Archive for September, 2009

Things to Consider When Buying Data Warehouse Tools

Wednesday, September 30th, 2009

Summary: Data warehousing tools are the tools that support data warehouse functions in different stages. These are basically software applications needed for the ETL (Extract, Transform, Load) process. These tools extract and transform data from operational systems and then help load that data into the data warehouse that further assists managers or users of an organization in the business decision-making process. The ETL process involves very complex activities. In order to facilitate the ETL process it is important to employ the right data warehouse tools.

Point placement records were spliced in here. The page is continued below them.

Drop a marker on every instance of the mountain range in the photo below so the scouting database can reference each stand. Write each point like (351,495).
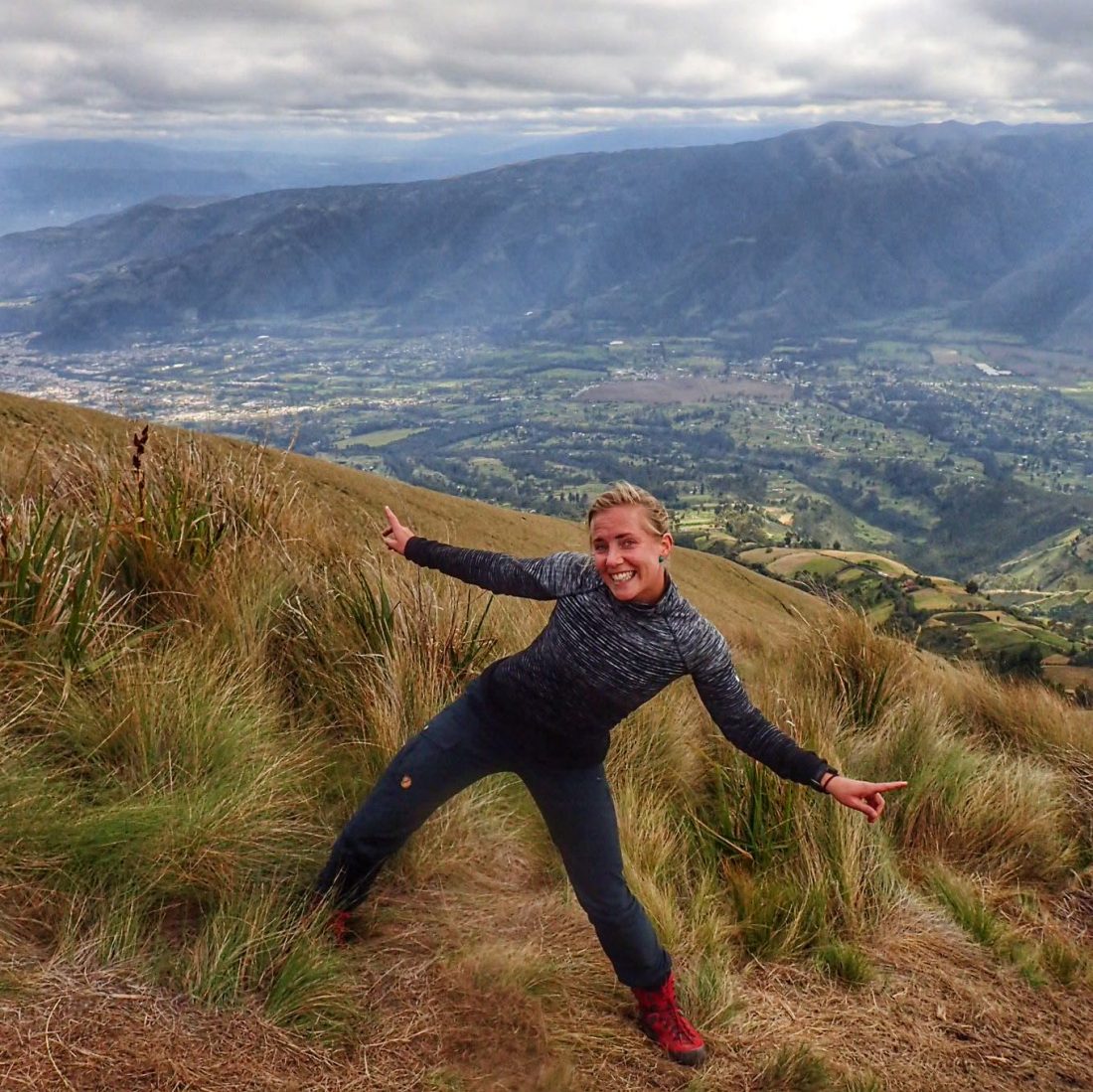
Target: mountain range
(801,233)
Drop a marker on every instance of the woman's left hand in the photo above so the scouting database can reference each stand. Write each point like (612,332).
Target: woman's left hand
(866,797)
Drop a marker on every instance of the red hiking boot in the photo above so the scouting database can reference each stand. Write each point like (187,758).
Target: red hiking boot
(660,1018)
(339,928)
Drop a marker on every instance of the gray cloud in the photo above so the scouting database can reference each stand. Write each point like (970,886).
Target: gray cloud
(428,66)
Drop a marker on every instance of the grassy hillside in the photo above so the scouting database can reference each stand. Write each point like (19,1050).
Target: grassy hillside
(204,663)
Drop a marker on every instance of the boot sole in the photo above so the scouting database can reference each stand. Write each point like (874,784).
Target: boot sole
(681,1057)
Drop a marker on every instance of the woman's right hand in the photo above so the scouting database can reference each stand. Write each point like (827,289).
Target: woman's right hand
(396,536)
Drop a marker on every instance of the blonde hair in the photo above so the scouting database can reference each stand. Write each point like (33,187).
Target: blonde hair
(625,493)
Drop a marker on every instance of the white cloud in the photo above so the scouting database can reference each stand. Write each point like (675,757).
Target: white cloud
(96,65)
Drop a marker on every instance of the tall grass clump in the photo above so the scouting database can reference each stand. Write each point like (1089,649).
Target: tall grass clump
(969,798)
(182,509)
(55,603)
(373,654)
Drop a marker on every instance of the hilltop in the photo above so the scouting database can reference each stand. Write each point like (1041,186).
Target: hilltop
(204,661)
(801,233)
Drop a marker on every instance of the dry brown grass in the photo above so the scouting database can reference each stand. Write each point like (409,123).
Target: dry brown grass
(477,969)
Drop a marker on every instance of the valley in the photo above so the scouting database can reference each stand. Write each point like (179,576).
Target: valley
(969,456)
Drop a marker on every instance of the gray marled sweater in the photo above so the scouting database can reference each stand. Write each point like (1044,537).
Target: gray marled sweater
(598,659)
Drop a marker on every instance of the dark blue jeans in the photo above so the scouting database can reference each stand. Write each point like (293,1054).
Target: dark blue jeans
(459,746)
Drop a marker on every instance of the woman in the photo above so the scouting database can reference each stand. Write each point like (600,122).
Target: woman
(620,633)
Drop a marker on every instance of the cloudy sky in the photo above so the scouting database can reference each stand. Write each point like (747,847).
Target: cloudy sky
(414,68)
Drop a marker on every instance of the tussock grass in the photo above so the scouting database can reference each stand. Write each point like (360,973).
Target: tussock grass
(204,667)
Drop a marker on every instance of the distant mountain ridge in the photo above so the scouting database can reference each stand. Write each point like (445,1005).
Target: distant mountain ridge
(798,233)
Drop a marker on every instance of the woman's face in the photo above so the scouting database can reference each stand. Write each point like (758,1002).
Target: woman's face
(627,553)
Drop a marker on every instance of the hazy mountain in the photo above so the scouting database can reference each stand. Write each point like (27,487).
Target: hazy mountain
(794,234)
(50,183)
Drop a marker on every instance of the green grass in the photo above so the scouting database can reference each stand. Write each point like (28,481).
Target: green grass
(170,793)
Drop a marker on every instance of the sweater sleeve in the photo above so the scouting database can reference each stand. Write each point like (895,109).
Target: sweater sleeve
(742,724)
(549,577)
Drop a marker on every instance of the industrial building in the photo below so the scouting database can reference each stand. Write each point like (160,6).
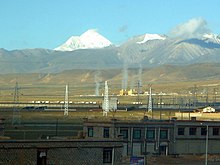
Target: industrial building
(63,151)
(159,137)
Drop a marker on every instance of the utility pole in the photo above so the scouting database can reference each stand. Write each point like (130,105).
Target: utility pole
(105,105)
(16,118)
(195,95)
(138,91)
(150,109)
(66,106)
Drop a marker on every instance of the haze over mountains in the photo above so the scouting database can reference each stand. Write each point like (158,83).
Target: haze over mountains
(92,51)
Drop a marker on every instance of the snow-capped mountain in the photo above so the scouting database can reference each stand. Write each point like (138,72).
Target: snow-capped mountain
(149,37)
(91,39)
(210,37)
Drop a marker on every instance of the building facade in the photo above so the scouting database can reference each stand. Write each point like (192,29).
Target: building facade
(68,152)
(164,137)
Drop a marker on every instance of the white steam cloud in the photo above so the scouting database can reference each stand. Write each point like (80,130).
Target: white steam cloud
(195,27)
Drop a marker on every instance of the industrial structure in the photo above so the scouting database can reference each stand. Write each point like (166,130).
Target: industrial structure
(105,106)
(66,102)
(163,137)
(16,118)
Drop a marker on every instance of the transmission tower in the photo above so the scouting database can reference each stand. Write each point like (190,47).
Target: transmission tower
(138,91)
(105,105)
(16,118)
(66,106)
(195,95)
(150,100)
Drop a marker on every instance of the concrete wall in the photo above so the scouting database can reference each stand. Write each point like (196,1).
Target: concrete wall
(66,152)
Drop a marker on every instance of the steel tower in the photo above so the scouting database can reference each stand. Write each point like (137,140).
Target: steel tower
(150,100)
(66,106)
(105,105)
(16,118)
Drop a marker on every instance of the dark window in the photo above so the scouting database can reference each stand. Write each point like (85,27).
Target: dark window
(137,134)
(215,131)
(192,131)
(107,155)
(106,132)
(124,133)
(203,131)
(150,134)
(90,131)
(181,131)
(163,134)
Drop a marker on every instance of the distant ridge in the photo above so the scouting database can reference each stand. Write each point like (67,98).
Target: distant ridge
(91,39)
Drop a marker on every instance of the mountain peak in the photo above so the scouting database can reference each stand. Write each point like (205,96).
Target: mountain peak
(210,37)
(149,37)
(91,39)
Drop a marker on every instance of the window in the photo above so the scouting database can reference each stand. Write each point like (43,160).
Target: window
(163,134)
(181,131)
(107,155)
(124,133)
(106,132)
(90,131)
(151,134)
(215,131)
(192,131)
(203,131)
(137,134)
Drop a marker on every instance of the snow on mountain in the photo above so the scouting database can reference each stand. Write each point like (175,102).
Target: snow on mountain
(91,39)
(210,37)
(149,37)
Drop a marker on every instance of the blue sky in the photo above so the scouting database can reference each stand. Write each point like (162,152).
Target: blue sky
(49,23)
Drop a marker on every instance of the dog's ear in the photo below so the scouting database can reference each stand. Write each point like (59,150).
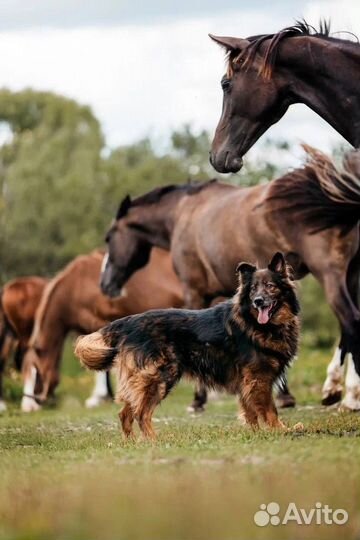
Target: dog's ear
(278,264)
(245,269)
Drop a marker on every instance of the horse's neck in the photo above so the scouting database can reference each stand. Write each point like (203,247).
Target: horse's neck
(327,81)
(160,219)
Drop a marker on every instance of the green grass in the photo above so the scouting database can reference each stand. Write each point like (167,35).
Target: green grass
(66,473)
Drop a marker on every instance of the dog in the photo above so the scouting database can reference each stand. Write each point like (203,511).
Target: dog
(242,345)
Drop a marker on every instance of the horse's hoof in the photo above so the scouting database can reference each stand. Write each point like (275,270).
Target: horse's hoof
(96,401)
(29,404)
(3,406)
(194,408)
(285,401)
(332,398)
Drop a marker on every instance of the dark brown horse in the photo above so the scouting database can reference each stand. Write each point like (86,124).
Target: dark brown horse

Companies that consider having their data warehouses may buy data warehouse tools from third parties or they can develop their own tools. For this job they often engage in-house programmers. However, when data transformation requirements seem challenging companies are recommended to seek the help of third party tools that would be more advantageous. But when buying data warehousing management tools a few things should be kept in mind. Below are a few aspects that need your attention:

- Functional capability: The tools that you choose should be able to handle both the transformation as well as cleansing part of a data-warehousing project. If a tool has strong capability for both the tasks, then you may consider buying it. It is very important for a data warehouse tool to have strong capability.

- Ability to read directly from data source: A tool should have the ability to read directly from the data source. As we all know a data warehouse gets its data from varied sources and when a tool has this ability it would make the processing faster and more efficient.

- Metadata support: A warehouse management tool must have the capability to handle metadata. This aspect is very important because metadata of a data warehouse is used to map the source data to its destination.

There are plenty of data warehouse management tools developers in the market. To make your search for ETL tools easier below is a piece of information about popular ETL tools:

- The IBM WebSphere DataStage is an ETL tool, formerly known as Ardent DataStage and Ascential DataStage. This is a part of the IBM WebSphere Information Integration suite and the IBM Information Server, which is very easy to use, thanks to its visual interface. The tool is available in many versions including the Server Edition and the Enterprise Edition.

- Business Objects is a French company known for its enterprise software products. Its Data Integrator, integration and ETL tool is a popular product that was previously known as Acta. The ETL tool features the Data Integrator Job Server and the Data Integrator Designer.

Online Analytical Processing For Data Warehousing

Friday, September 18th, 2009

Summary: Data warehouses have played a very important role in organizational settings in the recent times. These can be used for sophisticated enterprise intelligence systems that process queries required to discover trends and analyze critical factors in the marketplace. These systems are known as online analytical processing (OLAP) systems. OLAP systems help designers organize data in the warehouse distinctively. The data in data warehouses is organized differently than in traditional transaction processing databases.

OLAP systems are designed in an intention to handle the queries in an organization required to discover trends and critical factors. This type of queries basically requires large amounts of data. OLAP data is always organized into multidimensional cubes. In other words an OLAP structure created from the operational data is called an OLAP cube. The cube is created from a start schema of tables. In this type of schema, the fact table is placed at the center and linked to numerous dimension tables. The fact table contains the core facts, which make up the query. Dimension tables indicate how the aggregations of relational data can be analyzed.

The multidimensional cube structure of data gives better performance for OLAP queries as compared to the structure where data is organized in relational tables. The basic unit of a multidimensional cube is called a measure. Measures are the units of data that are being analyzed. Take the example of a corporation that operates hardware stores. Suppose it wants to analyze revenue and discounts for the different products it sells. In this case, the measures would be the number of units sold, revenue and the sum of any discounts. These measures are organized along dimensions. A three dimensional cube in this example would have time, store and products as the three dimensions.

Further, each dimension is divided into units called members and the members of a dimension are typically organized into a hierarchy. Similar members are then grouped together as a level of the hierarchy. For example, the top hierarchy level of a time dimension can be years, with months at the next level, then weeks, days and finally hours at the bottom level of the hierarchy. At each intersection of the three dimensions, the values for the measures that match those three dimension values are recorded.

When it comes to the specific dimensions and measures for the cubes in an OLAP system, the kinds of analysis come across as an important aspect. An OLAP system operates on OLAP data in data warehouses. The reason behind using OLAP in data warehousing is speed. OLAP systems provide rapid access to large amounts of performance data from different viewpoints in order to assist business analysts and managers throughout an enterprise.